I am a CS PhD candidate at the Center for AI Safety at Stanford University, under the guidance of Prof. Clark Barrett. I am interested in training AIs to be human-like both in terms of the concepts they contain, as well as the values they hold. I think the key to this lies in training the language model to produce its own memory during training and to influence its future training data. In this vein, I have been optimizing pre-trained models to produce Chain-of-Thought reasoning which is informative to itself and to humans. In the future, I am interested in using a similar blend of unsupervised learning and reinforcement learning towards active learning, in the hopes that this sets the preconditions to raise the AI like a child, and have that result in something child-like.
During my PhD, my focus has evolved from formal verification and programming languages to AI alignment. Prior to this, I majored in computer science and electrical engineering at MIT, contributing to AI and robotics research. After MIT, I explored interactive theorem proving at CMU with Simon Dedeo, publishing research on abduction in mathematics in the Cognition journal.
My primary character trait is curiosity, and I really love math.
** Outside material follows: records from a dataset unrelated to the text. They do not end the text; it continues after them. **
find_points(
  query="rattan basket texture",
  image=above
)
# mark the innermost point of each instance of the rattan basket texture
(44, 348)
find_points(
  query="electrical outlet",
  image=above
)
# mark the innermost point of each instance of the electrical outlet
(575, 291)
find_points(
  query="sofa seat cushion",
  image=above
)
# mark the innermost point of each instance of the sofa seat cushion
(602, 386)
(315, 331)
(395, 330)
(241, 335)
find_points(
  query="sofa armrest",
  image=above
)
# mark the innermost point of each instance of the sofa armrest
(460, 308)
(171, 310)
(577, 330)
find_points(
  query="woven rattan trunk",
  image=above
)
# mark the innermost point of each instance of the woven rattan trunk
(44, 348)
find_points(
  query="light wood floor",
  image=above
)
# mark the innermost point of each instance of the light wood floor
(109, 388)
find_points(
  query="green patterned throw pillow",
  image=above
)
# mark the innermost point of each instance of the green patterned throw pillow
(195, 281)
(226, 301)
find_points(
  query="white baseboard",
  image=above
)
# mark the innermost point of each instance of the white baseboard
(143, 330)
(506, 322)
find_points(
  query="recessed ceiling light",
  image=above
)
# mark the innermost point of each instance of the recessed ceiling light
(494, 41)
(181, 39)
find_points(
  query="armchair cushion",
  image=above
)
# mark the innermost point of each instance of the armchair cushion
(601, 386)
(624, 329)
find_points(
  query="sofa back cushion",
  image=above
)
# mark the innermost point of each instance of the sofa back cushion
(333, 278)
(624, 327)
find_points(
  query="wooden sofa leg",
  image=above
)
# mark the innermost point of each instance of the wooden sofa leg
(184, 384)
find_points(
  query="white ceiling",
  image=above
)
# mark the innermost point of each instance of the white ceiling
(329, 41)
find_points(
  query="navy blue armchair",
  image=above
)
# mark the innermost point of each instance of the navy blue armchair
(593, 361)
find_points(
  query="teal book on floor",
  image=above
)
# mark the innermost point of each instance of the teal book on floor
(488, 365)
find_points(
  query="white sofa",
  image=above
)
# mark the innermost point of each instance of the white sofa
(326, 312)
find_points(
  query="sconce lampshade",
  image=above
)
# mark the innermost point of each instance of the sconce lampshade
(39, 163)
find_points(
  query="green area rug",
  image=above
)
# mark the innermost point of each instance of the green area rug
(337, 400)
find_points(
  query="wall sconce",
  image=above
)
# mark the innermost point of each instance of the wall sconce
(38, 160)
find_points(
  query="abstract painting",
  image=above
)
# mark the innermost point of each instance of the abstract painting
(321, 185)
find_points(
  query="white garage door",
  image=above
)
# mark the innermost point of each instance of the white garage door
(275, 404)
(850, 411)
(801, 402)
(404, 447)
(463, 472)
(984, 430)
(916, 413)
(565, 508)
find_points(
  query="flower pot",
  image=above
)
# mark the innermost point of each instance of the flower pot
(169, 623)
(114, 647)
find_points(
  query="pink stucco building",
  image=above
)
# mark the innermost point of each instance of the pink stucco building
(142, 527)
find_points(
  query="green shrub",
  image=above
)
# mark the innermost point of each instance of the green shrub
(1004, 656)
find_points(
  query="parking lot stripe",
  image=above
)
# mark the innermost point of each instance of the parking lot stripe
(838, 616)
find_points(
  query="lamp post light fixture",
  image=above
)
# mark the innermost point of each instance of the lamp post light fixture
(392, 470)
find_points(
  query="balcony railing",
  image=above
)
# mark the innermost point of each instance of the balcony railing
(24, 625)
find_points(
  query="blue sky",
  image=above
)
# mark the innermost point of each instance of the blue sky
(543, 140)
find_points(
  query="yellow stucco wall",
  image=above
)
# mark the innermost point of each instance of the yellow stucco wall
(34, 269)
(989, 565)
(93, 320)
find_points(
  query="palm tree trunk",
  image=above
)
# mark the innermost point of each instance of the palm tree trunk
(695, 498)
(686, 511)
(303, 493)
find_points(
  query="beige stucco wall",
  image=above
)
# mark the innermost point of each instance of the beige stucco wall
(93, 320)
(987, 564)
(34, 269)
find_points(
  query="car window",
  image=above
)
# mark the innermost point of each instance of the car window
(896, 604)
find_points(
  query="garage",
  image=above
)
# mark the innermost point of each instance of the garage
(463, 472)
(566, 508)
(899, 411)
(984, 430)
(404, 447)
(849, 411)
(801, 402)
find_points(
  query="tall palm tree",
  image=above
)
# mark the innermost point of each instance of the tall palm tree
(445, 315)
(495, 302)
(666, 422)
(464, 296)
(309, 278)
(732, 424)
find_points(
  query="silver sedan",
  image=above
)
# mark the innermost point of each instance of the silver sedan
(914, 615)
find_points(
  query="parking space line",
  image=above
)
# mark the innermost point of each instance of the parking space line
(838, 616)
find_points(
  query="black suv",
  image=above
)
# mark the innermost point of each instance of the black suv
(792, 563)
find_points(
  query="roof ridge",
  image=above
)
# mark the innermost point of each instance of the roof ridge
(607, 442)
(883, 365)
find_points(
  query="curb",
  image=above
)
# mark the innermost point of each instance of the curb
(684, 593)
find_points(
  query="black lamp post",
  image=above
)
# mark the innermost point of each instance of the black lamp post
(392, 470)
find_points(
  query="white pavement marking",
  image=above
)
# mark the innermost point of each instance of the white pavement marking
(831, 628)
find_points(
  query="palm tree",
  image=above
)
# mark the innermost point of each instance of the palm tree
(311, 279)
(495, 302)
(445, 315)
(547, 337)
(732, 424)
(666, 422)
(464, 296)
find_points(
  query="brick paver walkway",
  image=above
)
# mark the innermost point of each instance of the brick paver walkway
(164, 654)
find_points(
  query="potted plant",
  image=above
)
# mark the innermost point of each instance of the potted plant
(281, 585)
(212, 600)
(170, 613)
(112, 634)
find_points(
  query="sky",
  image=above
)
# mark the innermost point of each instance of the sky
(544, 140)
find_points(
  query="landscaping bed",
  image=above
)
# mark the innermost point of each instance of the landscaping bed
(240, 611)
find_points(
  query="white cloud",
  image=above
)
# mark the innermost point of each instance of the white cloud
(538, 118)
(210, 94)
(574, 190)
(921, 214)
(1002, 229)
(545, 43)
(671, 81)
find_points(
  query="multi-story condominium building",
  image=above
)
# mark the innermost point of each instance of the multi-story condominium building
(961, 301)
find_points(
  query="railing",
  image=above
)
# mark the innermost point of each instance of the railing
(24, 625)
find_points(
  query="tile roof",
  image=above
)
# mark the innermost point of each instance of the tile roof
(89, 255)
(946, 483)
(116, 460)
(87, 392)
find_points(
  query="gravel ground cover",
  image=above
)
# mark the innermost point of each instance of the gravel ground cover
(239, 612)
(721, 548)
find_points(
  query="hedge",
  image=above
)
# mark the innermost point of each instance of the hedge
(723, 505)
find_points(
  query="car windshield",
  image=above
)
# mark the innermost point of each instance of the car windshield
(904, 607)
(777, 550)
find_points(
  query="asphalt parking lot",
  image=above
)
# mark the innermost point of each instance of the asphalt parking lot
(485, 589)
Ph.D. in Computer Science (emphasis in Artificial Intelligence), present
Stanford University
B.S. in Computer Science and Electrical Engineering, 2018
Massachusetts Institute of Technology
Course Organizer
Course Organizer
Discussion Facilitator
Discussion Facilitator
For STS 10SI – Intro to AI Alignment in Winter 2023 I talked eliciting latent knowledge, cooperative inverse reinforcement learning, and shard theory. First I introduce the ELK problem as formulated by Paul Christiano and I go through the main proposals and counterexamples from the ELK document. Then we introduce inverse reinforcement learning, cooperative inverse reinforcement learning, and their relationship to the alignment problem. We proceed with a discussion of whether humans can be thought of as having utility functions, leading into a conversation about Shard theory. Lastly, we talk about similarities between the limbic-cortex relationship and the alignment problem, and frame utility functions as a story the brain tells about itself. Slides here.
A presentation on ontology maps as a framework for AI alignment, exploring how mappings between agent representations can be used to ensure AI systems retain human-compatible concepts and values.
How can we create intelligent systems that retain and expand into that which we find valuable in the universe? During this talk I will present my own thoughts based on ontology mapping, and I will communicate why I believe that mathematicians who think about systemic interactions are in an especially good place to answer this important question. I will start with a framework in which read-eval-print loops (repls) form a basis for reasoning about agents and computation in general. Then I will build ontology maps as an alignment framework on top of repls, and discuss its implications. Lastly I will invite discussion on what we might want out of the future, and talk about my thoughts on the central role of communication and its relation to both repls and ontology maps.